Position Feed Promotion
Design & phased cutover — promoting the order-gateway's EP3-fed position cache to the authoritative margin source, then retiring the risk-engine's initial-margin compute.
§0Principles
Neither feed is trustworthy alone, so a clean tape diff is the gate
The Redis risk-snapshot lags under fast fills; the OG cache can mishandle EP3 edge cases — and a position EP3 never delivered is invisible to the feed entirely (get_position returns 0 for absent). So we promote on evidence, not faith: both feeds are recorded to position tapes and diffed off-line (compare_position_tapes.py). The independent second witness is what earns the flip.
The rollout is reversible config — until exactly one door
Authority is selected by ORDER_GATEWAY_POSITIONS_SOURCE (risk-engine default ↔ ep3): the mechanism lands with zero behavior change and the flip is an env-var roll, undone in seconds. Every step is reversible except one — the risk-engine dropping its IM compute (#2062, which folded in the former #2063), which deletes the second witness for good. Note that #2062 now lands the publish-stop and the compute-drop together, so there is no longer a reversible publish-stop intermediate: merging #2062 is crossing the door.
The soak is the only safety margin for the one-way step
Once #2062 lands there is no independent cross-check left, and no technical fix recovers it. The single real judgment call is how long to soak ep3 in prod before crossing — that soak time is the safety margin traded away with the second witness. As of this snapshot prod has not flipped to ep3 yet (demo has), so that soak clock has not even started.
§1Progress / Tracker
Live snapshot — phase status and the bar below are computed from GitHub PR state at build time (2026-06-10). 6/10 phases done · 60%.
1Shadow position cache + position tapesdone›
Order-gateway subscribes directly to the EP3 position stream and computes IM locally in shadow mode, logging divergence against the Redis path. Both feeds are recorded to disk with daily rotation, and a Python script diffs them off-line. This is the apparatus the whole cutover is gated on.

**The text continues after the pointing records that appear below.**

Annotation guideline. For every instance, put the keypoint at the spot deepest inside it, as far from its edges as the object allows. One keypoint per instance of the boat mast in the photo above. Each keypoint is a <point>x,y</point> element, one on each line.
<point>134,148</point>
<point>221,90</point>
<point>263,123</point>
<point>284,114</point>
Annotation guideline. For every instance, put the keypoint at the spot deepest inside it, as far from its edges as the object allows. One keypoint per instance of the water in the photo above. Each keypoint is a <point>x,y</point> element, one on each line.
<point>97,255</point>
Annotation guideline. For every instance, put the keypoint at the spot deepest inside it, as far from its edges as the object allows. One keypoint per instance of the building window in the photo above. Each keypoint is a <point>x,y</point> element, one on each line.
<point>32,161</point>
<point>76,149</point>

- #1196 O1 — order-gateway listens to EP3 position updates (shadow cache + tapes)
- #1455 auto-rotate and prune position tapes daily at 5 PM ET
- #1619
compare_position_tapes.pyoff-line tape diff - #2303 log each source's signed position in the divergence warn + label the counter
position_mismatch(A-3605) - #2347 divergence warn attribution — equity, snapshot age, RE-published figures, per-symbol position-IM deltas — plus an avail-gap decision-flip warn (A-3621)
2Order-gateway publishes its own open-order margindone›
O3 — the order-gateway computes and publishes the open-order margin contribution itself, rather than depending on the risk-engine for it. A prerequisite for OG owning the full margin picture once the cache is authoritative.
- #1205 O3 — publish open-order margin from order-gateway itself → alee/promote-local-position-cache
3Instrument can_send_order timingdone›
4Harden the cache margin path — fail closeddone›
Resolves the present-but-unvaluable failure (A-3476). A position in the cache whose instrument/mark can't be resolved was summed as zero IM — fail-open, overstating available margin. It now bail!s. Margin-increasing orders fail closed; reducing/neutral orders skip full-portfolio valuation.
5EP3 empty-bookmark snapshot fix + subscription probedone›
Resolves the demo divergence that opened A-3476 — a dormant 13-lot XAU-PERP that was a never-in-cache case caused by a protocol bug. EP3 sent the position in the full snapshot, then sent an empty "bookmark" snapshot the old apply_snapshot treated as a full replace and wiped. The fix marks the cache ready without replacing contents (A-3478).
6Land the cutover mechanism — Stack A (no behavior change)done›
Introduce ORDER_GATEWAY_POSITIONS_SOURCE (risk-engine default / ep3) and route read/replace paths through it. Both ship on the risk-engine default, so production behavior is identical and rollback is config-only — the apparatus, not the flip. Closes A-2764.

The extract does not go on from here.